Who is the fat-ist in your business?

The Employment Appeal Tribunal (EAT) recently gave some further guidance as to how obesity should be treated for the purposes of disability discrimination.  In Walker v Sita Information Networking Computing Limited, the EAT held that an employment tribunal had erred in finding that a 21-stone employee was not disabled for the purposes of discrimination legislation.

What guidance was given by the EAT?

When considering the issue of whether obesity can amount to a qualifying disability, the first question which should be asked is whether or not the individual has an impairment.  The second question which should be asked is whether or not the condition is a physical or mental impairment.  The EAT stated that the question of “cause” of the disability should only be relevant when a tribunal considers that a disability has no “recognised cause”.  Importantly, despite finding that this employee suffered from a qualifying disability, the EAT refused to find that obesity is a qualifying disability in its own right.

What does this mean for employees?

If, as an employee, your ability to carry out your duties and responsibilities is affected as a result of your weight, then your employer may be required to make reasonable adjustments to your job or work place to accommodate your condition.  Such adjustments could include providing you with an auxiliary aid.
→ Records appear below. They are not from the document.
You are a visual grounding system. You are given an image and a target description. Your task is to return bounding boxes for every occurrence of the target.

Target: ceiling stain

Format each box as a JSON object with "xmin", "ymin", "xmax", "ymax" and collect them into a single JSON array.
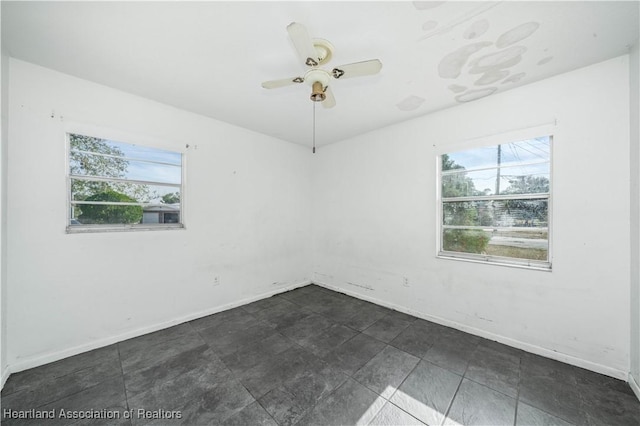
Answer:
[
  {"xmin": 502, "ymin": 72, "xmax": 527, "ymax": 84},
  {"xmin": 496, "ymin": 22, "xmax": 540, "ymax": 49},
  {"xmin": 438, "ymin": 41, "xmax": 493, "ymax": 78},
  {"xmin": 462, "ymin": 19, "xmax": 489, "ymax": 40},
  {"xmin": 456, "ymin": 87, "xmax": 498, "ymax": 102},
  {"xmin": 422, "ymin": 21, "xmax": 438, "ymax": 31},
  {"xmin": 396, "ymin": 95, "xmax": 425, "ymax": 111},
  {"xmin": 473, "ymin": 69, "xmax": 509, "ymax": 86},
  {"xmin": 413, "ymin": 1, "xmax": 446, "ymax": 10},
  {"xmin": 414, "ymin": 1, "xmax": 501, "ymax": 41},
  {"xmin": 448, "ymin": 84, "xmax": 467, "ymax": 93},
  {"xmin": 538, "ymin": 56, "xmax": 553, "ymax": 65}
]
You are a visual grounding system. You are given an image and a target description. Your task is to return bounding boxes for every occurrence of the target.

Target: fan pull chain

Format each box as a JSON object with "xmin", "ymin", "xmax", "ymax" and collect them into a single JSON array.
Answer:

Additionally, if your condition is so serious that it amounts to a disability, you will also be protected from being subject to any unwanted conduct related to your weight which has the purpose or effect of violating your dignity or creating an intimidating, hostile, degrading, humiliating or offensive environment for you.

What does this mean for employers?

If an employee’s weight is so significant that it has an effect on that employee’s ability to do their job, you should consider whether it is possible to make reasonable adjustments to that role.  Employers should remember that it is lawful for them to refuse to make such adjustments and an employer is entitled to take into account such factors as the practicability of the step, the extent of the employer’s financial or other resources and the extent of any disruption caused when reaching this decision to refuse to make adjustments.

An employer should also ensure that, if it becomes aware of any unwanted conduct which is related to an employee’s weight, such conduct is dealt with by way of the disciplinary procedures and any employees who are involved in such behaviour should be dealt with accordingly on the grounds of misconduct.